Noah Smith had a great post yesterday about becoming a Bayesian Superhero. Because I am an inveterate nitpicker and a routine abandoner of my commitment to Spreadsheets Anonymous, I want to dig into the math behind his example. In this case, it actually matters quite a bit, because the math in this case mutes the power of the example somewhat:
But nevertheless, every moment contains some probability of death for a non-superman. So every moment that passes, evidence piles up in support of the proposition that you are a Bayesian superman. The pile will probably never amount to very much, but it will always grow, until you die.
The thing is that ‘the pile will probably never amount to very much.’ Here are the Social Security’s life tables
. I am a 27-year-old-male, so my probably of dying (without adding in any other life expectancy modifying factors) is just 0.001362; as odds, that’s 1 in 734. That means Bayes’ Rule is not going to make very much of my not dying as evidence.

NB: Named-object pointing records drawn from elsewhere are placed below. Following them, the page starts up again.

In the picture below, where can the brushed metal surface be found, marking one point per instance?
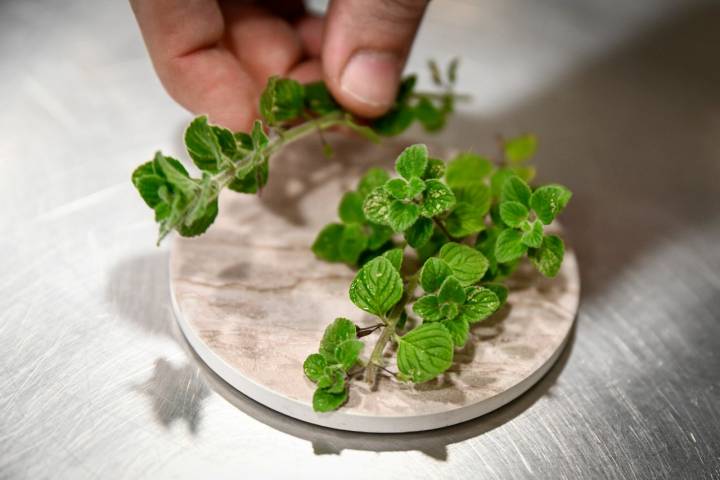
(97, 383)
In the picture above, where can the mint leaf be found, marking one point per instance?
(398, 188)
(481, 303)
(467, 264)
(336, 333)
(376, 206)
(434, 169)
(513, 214)
(519, 149)
(419, 233)
(458, 329)
(324, 401)
(425, 352)
(395, 256)
(377, 287)
(509, 246)
(412, 161)
(314, 366)
(451, 291)
(548, 258)
(347, 353)
(350, 209)
(202, 145)
(467, 168)
(428, 308)
(375, 177)
(327, 243)
(532, 237)
(353, 242)
(548, 201)
(516, 190)
(433, 274)
(282, 99)
(402, 216)
(437, 199)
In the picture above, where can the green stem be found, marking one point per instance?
(376, 357)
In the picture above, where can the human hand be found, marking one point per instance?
(214, 56)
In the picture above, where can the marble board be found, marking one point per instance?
(253, 301)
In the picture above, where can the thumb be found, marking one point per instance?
(365, 45)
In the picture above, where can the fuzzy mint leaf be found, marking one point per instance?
(509, 246)
(377, 287)
(350, 208)
(428, 308)
(548, 201)
(425, 352)
(467, 168)
(412, 161)
(402, 216)
(516, 190)
(324, 401)
(437, 199)
(548, 258)
(433, 274)
(419, 233)
(336, 333)
(520, 149)
(513, 214)
(467, 264)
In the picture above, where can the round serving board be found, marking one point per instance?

Just to put it as starkly as possible, if I believed right now that there was a 48% prior probability of my being an invincible superhero, living to 40 (ceteris paribus) would be still be insufficient to push the posterior over 50%.
What does that mean? To ever believe you are a superhero through Bayesian inference, at least one of two things have to be the case:
1) You have to have a very large prior – essentially, superderp.
2) You have to do survive things that drastically increase your odds of dying.
The first thing, I think, is what Noah was getting at with teenagers; the latter thing is basically the plot of Unbreakable. If you want to generate real evidence for the proposition that you are a superhero, you need to survive some deadly encounters. And even then, you could still just be Boris.
Actually, though, the real meat of Noah’s post is in this aside:
But this gets into a philosophical thing that I’ve never quite understood about statistical inference, Bayesian or otherwise, which is the question of how to choose the set of hypotheses, when the set of possible hypotheses seems infinite.
To which I actually have a good answer! When selecting hypothesis from the infinite, simply go with the existing consensus and try to generate evidence that supports or undermines it at the Bayesian margin. This should actually be the right strategy whether you’re operating under a Popperian or a Kuhnian framework.